TEANECK, NJ-Treating groups such as students, patients and religious followers as "customers" is having a serious negative impact on America’s schools, churches, hospitals, media and government, according to marketing professor James G. Hutton.
"Every parent, teacher, policymaker and leader should be concerned about the impact that customerization is having on American institutions and on Americans," Hutton said, "because the effects are much more profound than most people realize."
In his new book, The Feel-Good Society, Hutton explains that the idea of being a customer has tremendous intuitive appeal to most Americans because that implies greater accountability.
"Unfortunately," he said, "when institutions like schools, hospitals and churches treat their students, patients and members as customers, the result is almost the opposite – those institutions almost inevitably begin to pander to their audiences, becoming more responsive, but to the wrong things. They lose sight of their basic mission and ultimately become less accountable."
In education, for example, Hutton’s research found that axioms such as "keeping the customer happy," and "the customer is always right" have led to a variety of problems, including a lack of discipline, a dumbing down of standards, cheating and other forms of dishonesty, social promotion of underqualified students, out-of-control grade inflation, a focus on self-esteem rather than character-building, and a tendency to tell students what will make them happy rather than what will make them educated.
In the healthcare arena, Hutton found that the commercialization and customerization of the American healthcare industry has not brought the benefits that were promised. "If anything," he said, "concepts such as managed care, health maintenance organizations (HMOs) and the privatization of hospitals have created more problems than they have solved, adding new layers of costs and bureaucracy, and often taking medical decisions out of the hands of people qualified to make those decisions."

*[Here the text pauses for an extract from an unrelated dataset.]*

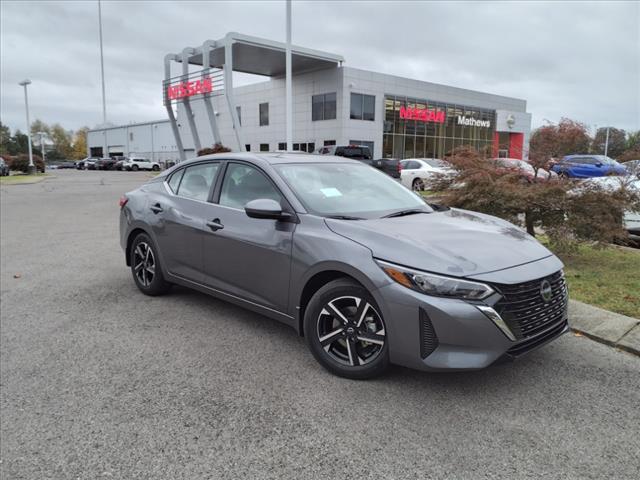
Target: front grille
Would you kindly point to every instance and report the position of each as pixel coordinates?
(428, 339)
(524, 310)
(528, 345)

At the heart of the overall problem, Hutton said, is that everywhere Americans used to use the word "citizen," they have substituted the word "customer" or "consumer." "The implications are profound, because citizens have rights and responsibilities, but consumers have only rights, with virtually no responsibilities," he said. "Thus, we have become a nation overrun by lawsuits and victimization, where fewer and fewer people take responsibility for their own behavior."
That is an interesting insight that viewing ourselves as customers puts the onus on others with no responsibility for ourselves. This is true especially in regards to religion as practiced by our society. The very term church shopping reflects this consumerist attitude. That the Church much change to satisfy us and never the other way around. Too many parishes treat the parishioner as always right and tries to keep them happy by neglecting what should be done. As he notes when this happens accountability is lost and it happens on both sides. There is a tendency for priests and other teacher of the faith to worry more about offending some body rather than preaching the truth. Hard truths just get left unsaid to ensure that no one might squirm in their pew or even to be offended. Contrast this to John 6 where Jesus’ teaching on the Eucharist scandalized some disciples who walked away. Homilies on contraception are rarer than sensible statements from Howard Dean. Knowing that the majority of Catholics are contracepting and are objectively committing grave sin and receiving the Eucharist unworthily would perhaps spark a homily or two on the subject. Yet the opposite happens since you can’t upset your customer, I mean parishioner.
Now I admit that I also have a consumerist mentality towards my local churches. After all I don’t normally go to the parishes closest to where I live, but instead go to a church downtown. Because some parishes have catered to the consumer instead of being obedient to the norms of the liturgy this is a sad consequence.